Eventually we will still need to perform some preprocessing to prepare the FireplaceQu column for modeling (because models require numeric inputs rather than inputs of type object), but we don't need to worry about filling in missing values.

Lot Frontage

Now let's look at LotFrontage — it's possible that NaN is also a genuine category here, and it's possible that it's just missing data instead. Let's apply some domain understanding to understand whether it's possible that lot frontage can be N/A just like fireplace quality can be N/A.
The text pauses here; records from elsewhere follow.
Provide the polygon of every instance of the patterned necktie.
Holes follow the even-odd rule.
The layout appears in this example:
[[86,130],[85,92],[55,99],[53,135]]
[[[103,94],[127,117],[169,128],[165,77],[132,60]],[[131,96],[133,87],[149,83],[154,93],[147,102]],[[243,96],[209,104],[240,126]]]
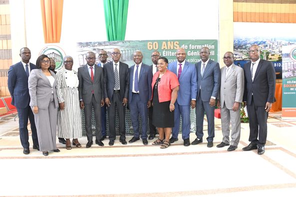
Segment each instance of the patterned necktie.
[[255,63],[252,63],[252,66],[251,67],[251,76],[252,77],[252,80],[253,80],[253,67]]
[[181,73],[182,73],[182,64],[179,64],[179,69],[178,69],[178,80],[180,78]]
[[25,65],[25,74],[27,77],[29,77],[29,68],[28,67],[28,64]]
[[118,71],[117,70],[117,64],[115,64],[115,65],[114,79],[115,80],[115,83],[114,85],[114,89],[117,90],[119,89],[119,76],[118,75]]
[[204,72],[205,71],[205,65],[206,65],[205,63],[203,63],[203,68],[202,69],[202,77],[203,76],[203,75],[204,75]]
[[136,92],[138,92],[139,91],[139,86],[138,86],[139,79],[138,79],[138,68],[139,68],[139,65],[137,65],[137,69],[136,69],[136,72],[135,72],[135,84],[134,84],[135,91],[136,91]]

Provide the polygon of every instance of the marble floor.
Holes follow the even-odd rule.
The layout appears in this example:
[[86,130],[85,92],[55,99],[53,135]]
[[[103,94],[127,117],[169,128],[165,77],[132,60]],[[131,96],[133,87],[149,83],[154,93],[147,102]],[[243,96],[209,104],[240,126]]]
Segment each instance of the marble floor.
[[[216,146],[222,140],[221,120],[215,119],[213,148],[204,143],[185,147],[182,136],[166,149],[139,141],[122,145],[94,144],[43,156],[30,149],[22,154],[18,123],[0,122],[0,196],[295,197],[296,194],[296,120],[281,113],[268,119],[266,153],[244,152],[249,125],[242,124],[238,148]],[[205,122],[204,132],[207,131]],[[205,136],[207,136],[206,134]],[[132,136],[127,136],[127,141]],[[192,142],[196,138],[190,136]]]

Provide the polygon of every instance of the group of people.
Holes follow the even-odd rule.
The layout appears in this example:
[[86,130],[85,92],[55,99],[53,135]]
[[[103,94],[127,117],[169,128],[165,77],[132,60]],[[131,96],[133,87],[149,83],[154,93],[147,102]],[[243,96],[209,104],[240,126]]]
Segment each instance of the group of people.
[[[220,69],[218,62],[209,58],[210,50],[206,47],[201,48],[201,61],[195,65],[186,61],[186,52],[182,48],[177,49],[177,60],[169,64],[157,51],[152,53],[152,65],[143,63],[143,54],[135,51],[134,64],[129,67],[120,61],[119,49],[113,49],[111,54],[112,61],[109,61],[107,52],[101,50],[100,62],[96,64],[95,54],[87,52],[87,64],[80,67],[78,72],[72,69],[73,58],[67,56],[63,59],[64,68],[55,73],[53,59],[41,55],[35,65],[29,62],[29,49],[20,49],[21,61],[10,67],[8,84],[11,104],[17,109],[24,154],[29,153],[28,119],[33,148],[42,152],[44,156],[50,151],[59,152],[55,142],[57,131],[59,142],[65,144],[66,149],[71,149],[70,139],[73,146],[81,147],[78,141],[81,137],[81,109],[85,115],[86,148],[93,143],[93,109],[95,143],[104,146],[107,111],[109,145],[114,145],[117,110],[119,141],[126,145],[125,112],[128,105],[134,130],[129,143],[141,138],[143,144],[147,145],[147,139],[153,140],[158,130],[159,137],[152,145],[161,145],[162,149],[178,141],[180,126],[185,146],[202,143],[205,112],[208,122],[207,147],[213,147],[214,110],[217,106],[221,108],[223,138],[217,147],[230,145],[227,150],[232,151],[237,148],[240,140],[242,103],[247,105],[249,115],[251,142],[243,150],[258,149],[259,154],[264,153],[268,112],[275,102],[276,74],[271,62],[260,59],[258,45],[250,47],[251,61],[243,69],[234,64],[231,52],[225,54],[225,66]],[[197,138],[191,143],[190,108],[196,109],[196,115]]]

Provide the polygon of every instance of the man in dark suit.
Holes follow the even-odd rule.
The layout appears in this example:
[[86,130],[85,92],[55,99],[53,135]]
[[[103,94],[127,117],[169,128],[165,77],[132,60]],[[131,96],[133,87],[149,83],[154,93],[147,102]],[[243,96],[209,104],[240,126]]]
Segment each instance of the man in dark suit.
[[113,61],[104,65],[104,96],[108,110],[109,145],[113,146],[116,138],[115,109],[119,119],[119,141],[127,144],[125,140],[125,106],[128,98],[129,73],[128,65],[119,61],[120,50],[113,49]]
[[78,69],[79,80],[78,90],[80,108],[84,109],[85,130],[87,136],[86,148],[91,147],[92,131],[91,129],[91,114],[94,111],[95,120],[95,143],[103,146],[101,138],[101,107],[104,106],[103,68],[96,65],[95,54],[90,51],[86,53],[86,65]]
[[251,143],[243,150],[258,148],[258,154],[262,155],[265,152],[268,112],[275,102],[276,71],[271,62],[260,59],[260,48],[258,45],[252,45],[249,54],[251,61],[244,66],[245,92],[243,101],[244,105],[247,105],[249,114],[249,141]]
[[[107,58],[108,54],[107,54],[107,52],[104,50],[101,50],[100,53],[99,53],[99,59],[100,60],[100,62],[98,64],[98,66],[101,67],[102,68],[104,68],[104,64],[110,62],[107,60]],[[107,108],[106,106],[106,105],[104,105],[104,106],[101,107],[101,124],[102,125],[102,138],[100,140],[101,141],[105,140],[105,138],[106,137],[106,112],[107,111]]]
[[195,145],[203,142],[205,111],[208,120],[207,146],[213,147],[215,137],[214,110],[216,99],[220,88],[221,72],[219,64],[209,59],[210,50],[204,47],[199,53],[201,61],[195,64],[197,75],[197,98],[195,114],[197,138],[191,143]]
[[28,77],[31,71],[36,69],[36,66],[29,63],[31,51],[27,47],[22,48],[19,56],[21,61],[12,65],[8,71],[8,88],[11,96],[11,105],[17,110],[19,137],[25,155],[30,153],[28,133],[28,118],[30,120],[33,149],[39,151],[37,131],[35,126],[34,114],[29,106],[30,95],[28,88]]
[[190,106],[195,108],[197,84],[196,68],[187,61],[186,52],[183,48],[177,49],[177,61],[169,64],[168,69],[177,75],[180,87],[178,98],[175,102],[175,127],[172,129],[172,135],[170,143],[173,143],[178,140],[178,134],[180,126],[180,116],[182,116],[182,133],[184,145],[190,145]]
[[[151,60],[152,60],[152,65],[151,65],[151,70],[152,74],[154,75],[156,72],[158,71],[157,68],[157,61],[160,57],[160,53],[158,51],[154,51],[152,52],[151,54]],[[156,135],[156,127],[152,124],[152,117],[153,114],[153,106],[151,105],[148,108],[148,117],[149,118],[149,140],[153,140],[154,139]]]
[[134,129],[134,137],[128,141],[132,143],[140,140],[139,114],[142,120],[141,138],[144,145],[148,145],[148,110],[151,106],[152,71],[142,62],[143,54],[140,51],[133,54],[135,65],[129,68],[129,105]]

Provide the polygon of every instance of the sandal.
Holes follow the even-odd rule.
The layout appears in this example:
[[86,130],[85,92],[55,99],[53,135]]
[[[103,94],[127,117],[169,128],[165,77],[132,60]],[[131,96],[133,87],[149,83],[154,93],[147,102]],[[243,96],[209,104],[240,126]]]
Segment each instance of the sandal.
[[166,149],[170,146],[171,146],[171,144],[170,144],[170,142],[165,140],[163,142],[163,143],[162,143],[162,144],[160,146],[160,148],[161,149]]
[[163,140],[161,140],[159,138],[156,140],[155,141],[153,142],[152,143],[152,145],[159,145],[160,144],[162,144],[163,143]]

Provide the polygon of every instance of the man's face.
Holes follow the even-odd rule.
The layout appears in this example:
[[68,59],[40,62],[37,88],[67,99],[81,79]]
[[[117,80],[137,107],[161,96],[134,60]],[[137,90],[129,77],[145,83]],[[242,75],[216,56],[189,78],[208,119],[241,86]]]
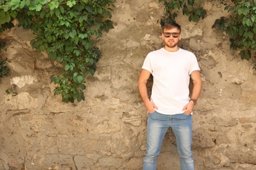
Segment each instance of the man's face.
[[181,39],[180,31],[176,28],[163,30],[161,34],[165,45],[169,48],[174,48],[177,46],[179,41]]

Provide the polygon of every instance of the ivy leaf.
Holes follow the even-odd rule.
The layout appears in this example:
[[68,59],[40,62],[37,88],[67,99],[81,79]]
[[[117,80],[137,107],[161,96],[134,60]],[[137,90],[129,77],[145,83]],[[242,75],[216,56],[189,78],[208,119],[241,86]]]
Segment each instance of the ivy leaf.
[[10,2],[10,5],[12,6],[11,7],[12,10],[14,10],[17,8],[19,7],[20,3],[20,0],[12,0]]
[[41,9],[42,8],[42,5],[41,4],[38,4],[36,7],[35,7],[35,10],[36,11],[40,11]]
[[49,6],[50,7],[50,9],[53,10],[54,8],[57,8],[59,5],[59,3],[56,1],[51,1],[49,4]]
[[66,71],[69,70],[70,68],[70,65],[67,64],[67,65],[65,65],[64,69],[65,69]]
[[82,76],[81,75],[77,76],[77,82],[79,83],[81,83],[81,82],[83,82],[83,80],[84,80],[83,76]]
[[72,8],[73,6],[75,5],[75,1],[68,1],[67,5]]
[[3,10],[0,10],[0,25],[5,24],[5,22],[9,22],[10,21],[10,14],[9,13],[5,13]]

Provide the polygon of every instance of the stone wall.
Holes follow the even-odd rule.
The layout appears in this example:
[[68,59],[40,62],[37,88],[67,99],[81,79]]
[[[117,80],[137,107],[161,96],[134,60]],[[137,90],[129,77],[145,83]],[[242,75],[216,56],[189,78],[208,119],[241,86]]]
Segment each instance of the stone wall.
[[[96,40],[102,57],[80,103],[53,95],[49,77],[58,66],[32,49],[30,30],[1,35],[11,72],[0,84],[0,169],[142,169],[147,114],[137,83],[146,55],[162,46],[157,21],[163,6],[157,0],[117,0],[116,6],[115,28]],[[180,46],[196,55],[203,80],[193,114],[196,169],[256,169],[255,71],[230,50],[228,37],[211,29],[227,15],[223,7],[209,1],[202,6],[203,20],[177,19]],[[180,169],[171,129],[158,167]]]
Lot frontage is defined as the "Linear feet of street connected to property", i.e. how much of the property runs directly along a road. The amount of frontage required for a property depends on its zoning. Let's look at the zoning of all records with NaN for LotFrontage:

# Run this cell without changes
df[df["LotFrontage"].isna()]["MSZoning"].value_counts()

So, we have RL (residential low density), RM (residential medium density), FV (floating village residential), and RH (residential high density). Looking at the building codes from the City of Ames, it appears that all of these zones require at least 24 feet of frontage.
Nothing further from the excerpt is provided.